Random Walk Model - Terrible sampling but realistic inference?

I built the following model inspired from a Mitzi Morris pydata talk

with pm.Model() as m7:
packed_L_α = pm.LKJCholeskyCov('packed_L_α', n=len(team_dct),
                         eta=2., sd_dist=pm.HalfCauchy.dist(2.5))
L_α = pm.expand_packed_triangular(len(team_dct), packed_L_α)

nu = pm.Uniform('nu', lower=1, upper=100)
α = pm.MvStudentTRandomWalk('alpha', nu=nu, shape=(len(np.unique(t)), len(team_dct)), chol=L_α)
beta = pm.Normal('beta', 0,1)

sigma_y = pm.Exponential('sigma_y', 1) # pm.Normal('sigma_y', 0, 2.5)
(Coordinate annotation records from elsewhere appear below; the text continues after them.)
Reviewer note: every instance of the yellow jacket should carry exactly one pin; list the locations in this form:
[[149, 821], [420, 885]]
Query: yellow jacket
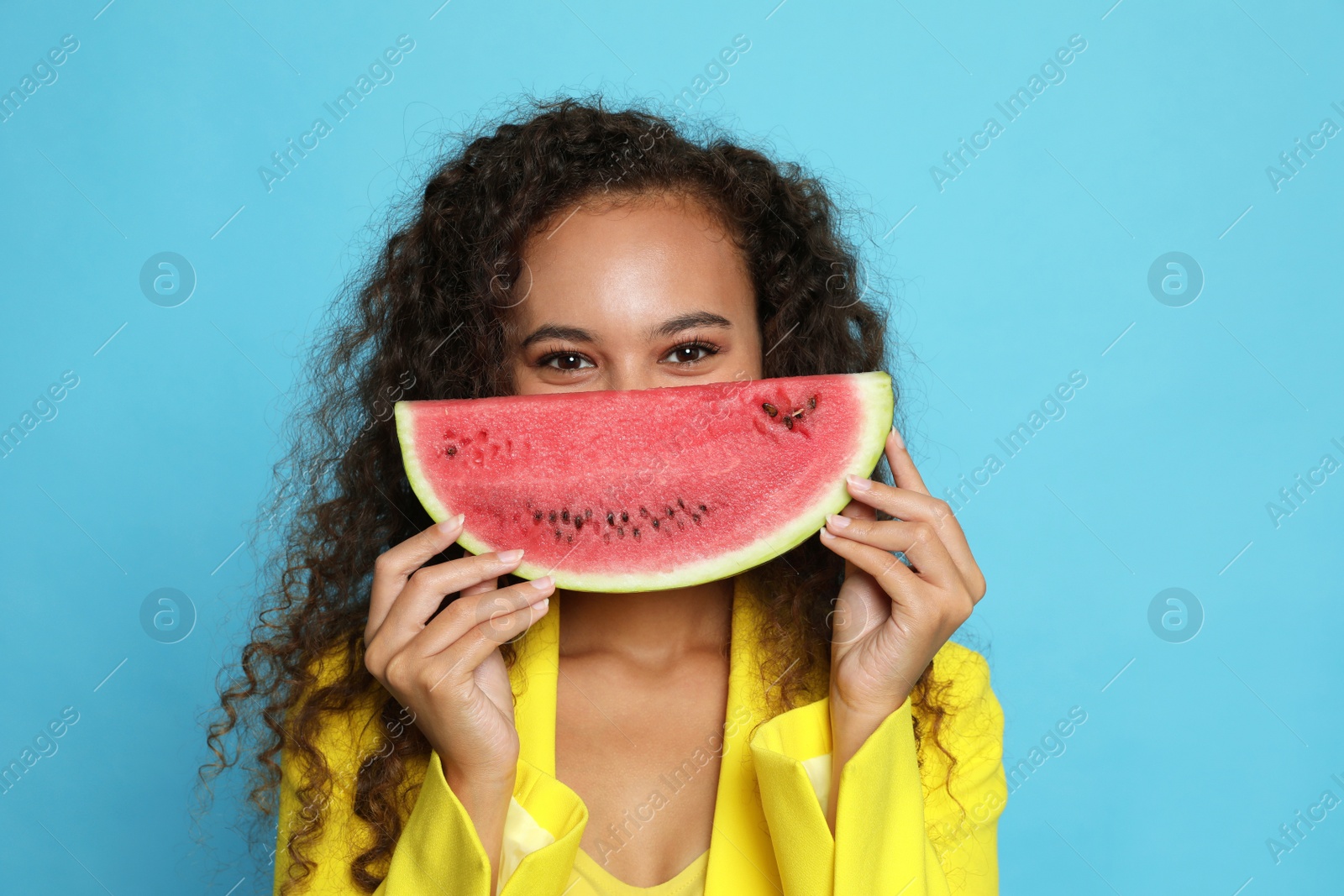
[[898, 831]]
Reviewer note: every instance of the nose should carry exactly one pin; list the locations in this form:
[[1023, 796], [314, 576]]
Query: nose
[[624, 374]]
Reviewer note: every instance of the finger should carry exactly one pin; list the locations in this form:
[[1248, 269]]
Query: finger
[[893, 577], [428, 587], [396, 566], [490, 609], [480, 587], [917, 540], [914, 506], [902, 466], [470, 652]]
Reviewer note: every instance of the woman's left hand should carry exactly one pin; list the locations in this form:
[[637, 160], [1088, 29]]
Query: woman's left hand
[[891, 618]]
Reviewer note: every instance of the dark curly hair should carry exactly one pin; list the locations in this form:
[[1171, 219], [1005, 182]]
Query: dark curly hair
[[428, 318]]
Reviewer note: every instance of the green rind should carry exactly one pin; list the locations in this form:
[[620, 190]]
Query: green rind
[[875, 396], [414, 470]]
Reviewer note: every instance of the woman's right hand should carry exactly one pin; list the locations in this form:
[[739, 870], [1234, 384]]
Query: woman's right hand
[[450, 672]]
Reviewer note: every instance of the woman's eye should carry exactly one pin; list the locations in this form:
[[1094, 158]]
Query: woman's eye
[[564, 360], [691, 352]]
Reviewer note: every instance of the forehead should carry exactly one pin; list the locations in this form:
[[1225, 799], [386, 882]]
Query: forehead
[[622, 264]]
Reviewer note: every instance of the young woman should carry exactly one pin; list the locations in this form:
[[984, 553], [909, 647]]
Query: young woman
[[444, 727]]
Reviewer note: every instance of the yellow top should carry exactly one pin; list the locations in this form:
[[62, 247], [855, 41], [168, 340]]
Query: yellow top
[[898, 831], [591, 879]]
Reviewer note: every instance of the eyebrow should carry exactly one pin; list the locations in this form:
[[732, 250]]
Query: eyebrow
[[669, 327]]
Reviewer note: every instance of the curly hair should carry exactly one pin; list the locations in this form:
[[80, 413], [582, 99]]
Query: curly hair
[[428, 318]]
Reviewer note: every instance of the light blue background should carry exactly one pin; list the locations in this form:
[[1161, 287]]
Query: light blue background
[[1030, 265]]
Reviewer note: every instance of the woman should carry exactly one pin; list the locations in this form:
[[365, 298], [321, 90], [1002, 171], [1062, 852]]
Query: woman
[[806, 727]]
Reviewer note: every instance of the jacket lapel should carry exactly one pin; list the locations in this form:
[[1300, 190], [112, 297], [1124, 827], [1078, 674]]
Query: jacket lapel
[[741, 856]]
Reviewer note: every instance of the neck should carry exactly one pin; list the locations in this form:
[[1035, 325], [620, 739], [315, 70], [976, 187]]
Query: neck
[[648, 627]]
ability = pm.Deterministic('ability', α + beta * rank_std.values)
y = pm.Normal('y', ability[t, team1_] - ability[t, team2_], sigma_y, observed = result)
trace7 = pm.sample(1000,  tune=1000)

The model predicts match scores in Serie A (Italian Football) with a latent variable, ability, which is a teams tendency to outscore another team. My personal goal is to be able to infer teams ability and how it changed over time.

The model had 3 divergences and the traceplots look terrible, but a lot of the inference make sense - for instance, AC Milan’s tendency to outscore other teams had a huge leap that matched their performance change.

Milan’s isn’t the only one that makes sense - inference for a lot of these teams look credible and match how they’ve been performing.

My question is - how do I take this mis-specified model that might be on to something and make it more properly specified? Example notebook attached (change the extension to .ipynb)

Example Model.py (1.1 MB)

1 Like

Not sure how helpful this is but I have had issues with trying to infer the degrees of freedom of a student t as part of models in the past. I suspect it can be weakly identified. My suggestion would be to try to fix nu to a value that you think is reasonable and see if that helps things!

1 Like

Have you tried using a MvGaussianRandomWalk for the latent ability and StudentT for the observation?

The underlying ability of a team probably doesn’t exhibit jump like behaviour but each individual match result can be far from the expected.

You also need a bias for the home team, I guess the mean of result vector is 0.3 or so.

1 Like

Really good suggestion, makes a lot of sense thank you! I ended up getting a better fit by changing to a GRW, as well as switching from a multivariate to just a no pooling Gaussian random walk and adding an AR1 term. Here’s the model

with pm.Model() as m2c:

# latent variables
team_bias = pm.GaussianRandomWalk('team_bias', sigma=1, shape=(len(np.unique(t)), len(team_dct)), )

mu_form = pm.Normal('mu_form', 0,0.5)
team_form = pm.AR1('team_form', k=mu_form, tau_e=0.1, shape=(len(np.unique(t)), len(team_dct)), )

# home team advantage
mu_home = pm.Normal('mu_home', 0.3, 0.4)
home = pm.Normal('home', mu_home,0.5, shape=len(team_dct))

# prior
sigma_y = pm.HalfNormal('sigma_y', 0.1) # match variance
ability = pm.Deterministic('ability', team_bias + team_form )

mu_match = home[team1_] + ability[t, team1_] - ability[t, team2_]
y = pm.Normal('y', mu=mu_match, sd=sigma_y, observed = result)
trace2c = pm.sample(1000,  tune=1000, return_inferencedata=True)

Two issues I’m running into:

  1. I can’t figure out why having both a RW and an AR1 process lead to the best model. Is that weird theoretically?
  2. Is there a clever way I can add a prior that limits extreme match results and add more weight to predictions around 0? Example of why my current model is problematic below

I don’t think it makes much sense that the probability of Milan scoring 4+ more goals over Parma is the same probability as them drawing or losing.

Indeed having two time series is a bit strange. I think you are over fitting to the data. I only quickly read the code but it seems like ‘t’ data is essentially per a match for each team. The AR1() process has a high standard deviation of innovations so it will essentially fit to each match result, and thus have no predictive power. You could either reduce the sigma or have the t variable apply for a few matches at a time.

As an aside you might be interested to look into pd.factorize(), this could be used rather than your custom codify() function.